Außer am Ewigkeitssonntag und bei Beerdigungen hat die Lesung vom himmlischen Jerusalem ihren Platz am Kirchweihfest. Die 22 Jahre, die ich in Gochsheim Pfarrer war, habe ich immer wieder gestaunt über die Inschrift über dem Kircheneingang. Da hat man vor knapp 140 Jahren die Kirche groß erweitert. Damals war sie das mit Abstand größte Gebäude im Dorf, auf das man stolz sein konnte. Aber man meißelte in aller Bescheidenheit über den Haupteingang. „Eine Hütte Gottes bei den Menschen.“ Damit hat man bewusst aus der Kirchweihepistel zitiert, in der die neue aus dem Himmel kommende Stadt als „die Hütte Gottes bei den Menschen“ bezeichnet wird. Sie wussten damals, was alle Christen wissen sollen, dass das Kirchengebäude Gottes „Bodenstation“ ist, die zu nichts anderem gebaut worden ist, als dass in ihr die Beziehung zu Gott praktiziert wird im Hören auf sein Wort, in der Feier seines Mahls, im Lobgesang seiner Herrlichkeit und im Gebet.
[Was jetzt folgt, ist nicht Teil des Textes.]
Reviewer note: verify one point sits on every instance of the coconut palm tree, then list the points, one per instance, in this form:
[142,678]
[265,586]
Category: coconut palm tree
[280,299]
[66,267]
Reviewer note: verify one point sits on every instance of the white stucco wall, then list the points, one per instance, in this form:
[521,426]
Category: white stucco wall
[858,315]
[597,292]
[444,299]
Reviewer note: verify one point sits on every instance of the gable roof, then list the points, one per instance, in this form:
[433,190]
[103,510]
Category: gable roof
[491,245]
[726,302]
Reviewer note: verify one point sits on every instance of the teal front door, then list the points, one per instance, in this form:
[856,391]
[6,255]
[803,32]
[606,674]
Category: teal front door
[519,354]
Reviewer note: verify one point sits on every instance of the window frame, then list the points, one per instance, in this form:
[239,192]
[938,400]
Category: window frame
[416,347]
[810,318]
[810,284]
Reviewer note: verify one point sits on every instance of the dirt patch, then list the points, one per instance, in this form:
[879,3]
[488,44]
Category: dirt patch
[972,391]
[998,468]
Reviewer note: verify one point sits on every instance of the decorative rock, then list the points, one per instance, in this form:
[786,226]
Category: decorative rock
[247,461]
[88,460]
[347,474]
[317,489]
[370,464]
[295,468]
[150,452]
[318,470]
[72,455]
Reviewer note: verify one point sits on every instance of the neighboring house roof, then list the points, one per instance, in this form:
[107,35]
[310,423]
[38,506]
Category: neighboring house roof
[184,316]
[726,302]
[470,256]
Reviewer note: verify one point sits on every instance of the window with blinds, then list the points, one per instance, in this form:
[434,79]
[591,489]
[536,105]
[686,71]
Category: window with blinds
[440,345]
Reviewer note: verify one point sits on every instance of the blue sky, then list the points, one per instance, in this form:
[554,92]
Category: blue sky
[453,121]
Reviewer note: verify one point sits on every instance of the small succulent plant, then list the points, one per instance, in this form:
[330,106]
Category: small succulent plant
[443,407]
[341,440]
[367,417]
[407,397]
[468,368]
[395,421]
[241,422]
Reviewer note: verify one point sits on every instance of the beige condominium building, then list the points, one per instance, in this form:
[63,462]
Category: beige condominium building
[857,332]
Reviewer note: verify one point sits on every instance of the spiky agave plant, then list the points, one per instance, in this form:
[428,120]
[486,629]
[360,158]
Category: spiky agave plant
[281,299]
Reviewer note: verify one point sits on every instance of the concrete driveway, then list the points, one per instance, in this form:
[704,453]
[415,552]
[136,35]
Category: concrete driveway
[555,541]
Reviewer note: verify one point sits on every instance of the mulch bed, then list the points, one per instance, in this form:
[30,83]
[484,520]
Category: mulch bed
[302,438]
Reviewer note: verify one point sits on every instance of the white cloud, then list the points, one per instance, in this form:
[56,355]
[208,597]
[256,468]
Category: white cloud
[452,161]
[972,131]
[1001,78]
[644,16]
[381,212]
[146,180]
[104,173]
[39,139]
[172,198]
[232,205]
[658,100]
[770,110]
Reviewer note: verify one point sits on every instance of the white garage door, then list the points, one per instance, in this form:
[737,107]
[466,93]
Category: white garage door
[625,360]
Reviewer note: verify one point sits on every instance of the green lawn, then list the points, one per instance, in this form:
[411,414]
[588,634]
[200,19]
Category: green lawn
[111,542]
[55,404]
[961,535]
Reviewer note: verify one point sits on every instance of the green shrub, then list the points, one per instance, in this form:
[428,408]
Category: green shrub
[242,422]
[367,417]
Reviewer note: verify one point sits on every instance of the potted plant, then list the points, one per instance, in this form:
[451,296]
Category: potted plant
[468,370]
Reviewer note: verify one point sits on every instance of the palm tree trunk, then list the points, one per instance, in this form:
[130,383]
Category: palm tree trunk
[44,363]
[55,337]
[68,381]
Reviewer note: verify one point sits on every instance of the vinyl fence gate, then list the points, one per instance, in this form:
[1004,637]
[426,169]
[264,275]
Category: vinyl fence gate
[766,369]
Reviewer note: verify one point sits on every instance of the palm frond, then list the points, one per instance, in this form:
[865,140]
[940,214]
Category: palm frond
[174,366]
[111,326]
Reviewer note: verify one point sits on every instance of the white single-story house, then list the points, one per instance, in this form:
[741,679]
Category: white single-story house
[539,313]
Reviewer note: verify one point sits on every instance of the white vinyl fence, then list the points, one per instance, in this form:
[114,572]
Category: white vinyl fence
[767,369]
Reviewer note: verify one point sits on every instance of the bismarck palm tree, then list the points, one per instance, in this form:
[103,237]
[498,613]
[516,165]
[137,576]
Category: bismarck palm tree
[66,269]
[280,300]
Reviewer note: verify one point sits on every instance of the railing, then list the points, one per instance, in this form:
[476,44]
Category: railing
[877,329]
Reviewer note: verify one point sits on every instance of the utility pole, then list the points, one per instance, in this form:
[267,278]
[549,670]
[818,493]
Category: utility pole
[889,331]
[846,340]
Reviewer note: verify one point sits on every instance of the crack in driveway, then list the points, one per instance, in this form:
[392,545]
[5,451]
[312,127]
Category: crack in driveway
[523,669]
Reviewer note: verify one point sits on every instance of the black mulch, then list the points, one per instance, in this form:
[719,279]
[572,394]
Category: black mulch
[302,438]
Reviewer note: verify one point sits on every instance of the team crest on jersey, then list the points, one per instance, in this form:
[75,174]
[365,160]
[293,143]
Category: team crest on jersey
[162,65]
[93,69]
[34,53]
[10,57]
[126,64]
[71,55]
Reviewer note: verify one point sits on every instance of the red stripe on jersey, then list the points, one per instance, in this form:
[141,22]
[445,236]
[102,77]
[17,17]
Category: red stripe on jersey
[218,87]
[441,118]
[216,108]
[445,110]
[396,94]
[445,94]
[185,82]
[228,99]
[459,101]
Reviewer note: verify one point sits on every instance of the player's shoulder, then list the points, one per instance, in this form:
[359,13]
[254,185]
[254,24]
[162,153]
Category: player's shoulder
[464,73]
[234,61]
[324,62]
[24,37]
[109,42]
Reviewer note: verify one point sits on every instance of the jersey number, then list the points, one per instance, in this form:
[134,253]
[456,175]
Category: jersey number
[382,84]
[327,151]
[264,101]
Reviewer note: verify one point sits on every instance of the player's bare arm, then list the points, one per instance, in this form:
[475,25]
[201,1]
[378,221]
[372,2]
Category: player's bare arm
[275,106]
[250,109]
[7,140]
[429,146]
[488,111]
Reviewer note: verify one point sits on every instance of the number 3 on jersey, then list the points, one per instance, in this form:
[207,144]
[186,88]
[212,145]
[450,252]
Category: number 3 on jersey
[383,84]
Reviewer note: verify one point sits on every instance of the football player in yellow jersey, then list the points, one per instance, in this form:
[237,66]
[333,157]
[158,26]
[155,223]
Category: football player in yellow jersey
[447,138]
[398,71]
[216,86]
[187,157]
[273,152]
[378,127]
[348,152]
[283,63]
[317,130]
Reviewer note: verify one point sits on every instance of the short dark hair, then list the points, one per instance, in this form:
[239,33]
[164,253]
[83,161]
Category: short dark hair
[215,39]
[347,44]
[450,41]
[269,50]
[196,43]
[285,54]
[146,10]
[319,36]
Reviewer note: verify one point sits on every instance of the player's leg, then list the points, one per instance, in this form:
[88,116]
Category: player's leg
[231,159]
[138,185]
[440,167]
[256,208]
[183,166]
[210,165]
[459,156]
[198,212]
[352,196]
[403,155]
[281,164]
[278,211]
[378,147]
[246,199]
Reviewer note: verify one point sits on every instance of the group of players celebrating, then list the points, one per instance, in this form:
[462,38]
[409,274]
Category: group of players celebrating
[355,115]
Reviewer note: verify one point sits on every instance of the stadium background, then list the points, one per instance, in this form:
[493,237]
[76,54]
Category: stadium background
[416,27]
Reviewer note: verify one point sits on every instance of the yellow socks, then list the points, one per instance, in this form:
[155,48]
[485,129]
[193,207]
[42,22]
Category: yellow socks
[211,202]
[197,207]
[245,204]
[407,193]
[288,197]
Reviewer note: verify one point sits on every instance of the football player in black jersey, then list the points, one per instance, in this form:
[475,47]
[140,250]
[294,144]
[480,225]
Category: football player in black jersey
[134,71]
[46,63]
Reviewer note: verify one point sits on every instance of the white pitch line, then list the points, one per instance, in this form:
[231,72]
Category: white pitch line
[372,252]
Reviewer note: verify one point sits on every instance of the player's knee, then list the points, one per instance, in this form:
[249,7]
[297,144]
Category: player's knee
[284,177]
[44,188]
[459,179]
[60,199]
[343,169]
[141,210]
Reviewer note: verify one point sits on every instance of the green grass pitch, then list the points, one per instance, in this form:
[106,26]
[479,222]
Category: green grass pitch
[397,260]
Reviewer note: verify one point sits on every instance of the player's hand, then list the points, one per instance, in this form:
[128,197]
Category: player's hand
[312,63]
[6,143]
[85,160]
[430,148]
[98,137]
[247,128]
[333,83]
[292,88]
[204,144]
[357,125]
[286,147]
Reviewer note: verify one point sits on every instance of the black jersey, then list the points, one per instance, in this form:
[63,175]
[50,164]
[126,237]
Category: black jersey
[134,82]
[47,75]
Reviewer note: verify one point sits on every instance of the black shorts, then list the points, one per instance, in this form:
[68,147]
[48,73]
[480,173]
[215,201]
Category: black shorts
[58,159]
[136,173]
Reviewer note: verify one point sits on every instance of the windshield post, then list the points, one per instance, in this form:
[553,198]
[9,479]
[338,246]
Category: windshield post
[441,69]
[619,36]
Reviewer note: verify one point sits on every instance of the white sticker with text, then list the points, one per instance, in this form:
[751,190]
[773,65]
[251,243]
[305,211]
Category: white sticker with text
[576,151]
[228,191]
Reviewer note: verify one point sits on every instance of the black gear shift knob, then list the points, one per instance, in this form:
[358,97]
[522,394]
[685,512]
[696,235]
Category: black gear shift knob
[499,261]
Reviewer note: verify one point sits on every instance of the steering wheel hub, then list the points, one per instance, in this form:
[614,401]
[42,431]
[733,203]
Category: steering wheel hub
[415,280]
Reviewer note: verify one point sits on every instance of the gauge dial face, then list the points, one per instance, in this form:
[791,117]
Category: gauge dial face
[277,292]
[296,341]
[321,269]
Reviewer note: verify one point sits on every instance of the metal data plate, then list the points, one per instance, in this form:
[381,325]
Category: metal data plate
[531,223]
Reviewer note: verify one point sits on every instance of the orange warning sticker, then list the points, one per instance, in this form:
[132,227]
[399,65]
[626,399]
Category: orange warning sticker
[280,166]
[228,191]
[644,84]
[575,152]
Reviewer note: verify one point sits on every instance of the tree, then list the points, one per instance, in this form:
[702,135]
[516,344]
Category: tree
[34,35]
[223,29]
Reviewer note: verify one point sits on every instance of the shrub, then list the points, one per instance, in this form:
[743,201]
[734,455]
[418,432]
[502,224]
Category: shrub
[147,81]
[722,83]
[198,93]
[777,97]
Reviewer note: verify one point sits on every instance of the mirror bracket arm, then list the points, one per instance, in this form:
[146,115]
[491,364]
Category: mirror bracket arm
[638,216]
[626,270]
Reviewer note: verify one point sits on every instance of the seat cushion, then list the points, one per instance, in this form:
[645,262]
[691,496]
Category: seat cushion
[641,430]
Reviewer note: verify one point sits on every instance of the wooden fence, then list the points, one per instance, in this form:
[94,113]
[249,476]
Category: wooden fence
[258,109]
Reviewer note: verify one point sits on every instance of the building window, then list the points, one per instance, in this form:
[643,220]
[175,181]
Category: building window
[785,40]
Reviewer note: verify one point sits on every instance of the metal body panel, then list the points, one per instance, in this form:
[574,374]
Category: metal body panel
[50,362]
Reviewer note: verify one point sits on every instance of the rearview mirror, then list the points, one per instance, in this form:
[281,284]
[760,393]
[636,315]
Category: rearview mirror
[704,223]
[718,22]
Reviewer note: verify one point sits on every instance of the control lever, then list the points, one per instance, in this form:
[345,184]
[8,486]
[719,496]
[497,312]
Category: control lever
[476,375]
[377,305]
Hier, in der Kirche – egal ob das St.Michael in Gochsheim oder St.Marien in Abtswind ist – ist die Stelle, wo man sich mit Öl bevorraten kann, um es im Bild des heutigen Evangeliums zu sagen. Hier werden wir durch die biblische Botschaft mit Gottes Gedanken vertraut gemacht und im Heiligen Mahl in die Gemeinschaft mit Jesus und seiner Ewigkeit immer neu eingebunden. Hier haben unsere Verstorbenen das Wort Jesu gehört: „Ich bin die Auferstehung und das Leben, wer an mich glaubt, der wird leben, auch wenn er stirbt.“ Hier haben sie sich bekannt zu Gott, dem Allmächtigen, zu Jesus Christus, unserm Herr für Zeit und Ewigkeit und zur Auferstehung der Toten und dem ewigen Leben. Heute denken wir an unsere Verstorbenen. Nur der ganz Verblendete denkt dabei nicht an die Begrenztheit seines Lebens und sein Sterben-Müssen. Jesus erinnert uns im heutigen Evangelium, rechtzeitig uns auf die Begegnung mit ihm vorzubereiten, denn die kommt auf jeden Fall auf uns zu. So geht es weiter!